Il existe 2 principaux types de nettoyeur haute pression : le nettoyeur électrique et thermique.
Description du nettoyeur haute pression thermique
Un nettoyeur haute pression thermique est un appareil doté d’un moteur essence ou diesel. Il est surtout utilisé dans le monde industriel, mais quelques modèles sont dédiés aux particuliers.
Le nettoyeur haute pression thermique est plus puissant et plus autonome.

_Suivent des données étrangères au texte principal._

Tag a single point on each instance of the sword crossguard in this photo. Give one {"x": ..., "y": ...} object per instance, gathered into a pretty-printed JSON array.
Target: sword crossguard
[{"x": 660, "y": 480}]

De plus, il n’a pas besoin d’être alimenté par un câble électrique, il est donc plus facile à manier.
Les nettoyeurs haute pression thermiques se divisent en deux catégories :
- Fonctionnement à l’eau chaude : le plus courant.
- Fonctionnement à l’eau froide : pour les particuliers.
Caractéristiques de ce nettoyeur haute pression
Un nettoyeur haute pression thermique doit être choisi en tenant compte de critères d’achat :
- Pression : plus celle-ci est élevée et plus le nettoyage est efficace.
- Pression de 160 bars : grand public.
- Pression jusqu’à 100 bars : professionnels.
- Débit d’eau : exprimé en litres par minute, plus celle-ci est élevée et plus le nettoyage est efficace.
- Débit d’eau jusqu’à 470 litres par heure : grand public.
- Débit d’eau jusqu’à 6 000 litres par heure : professionnels.
- Puissance du moteur : la puissance du moteur entraîne l’efficacité de l’appareil.
- Puissance entre 5 et 5,5 CV en moyenne.
Avantages et inconvénients du nettoyeur haute pression thermique
Avantages
- Pas de câbles en contact avec l’eau et plus de maniabilité.
- Une autonomie accrue.
Inconvénients
- Une consommation importante de carburant.
- Une pollution de l’air ambiant.
- Pour une utilisation intensive uniquement.
Prix du nettoyeur haute pression thermique
Retrouvez ci-dessous une fourchette de prix pour les nettoyeurs haute pression thermique :
| Entrée de gamme | Haut de gamme | |
|---|---|---|
| Nettoyeur haute pression thermique | 300,00 € | 4 200,00 € |
À compter du 4 novembre 2022, l’acheteur d’un nettoyeur à haute pression est informé du degré de réparabilité de l’appareil, grâce à un nouveau logo indiquant l’indice de réparabilité, avec une note sur 10 (arrêté du 22 avril 2022). Cet indice introduit par l’article L. 541-9-2 du Code de l’environnement vise à informer le consommateur sur la capacité à réparer le produit concerné.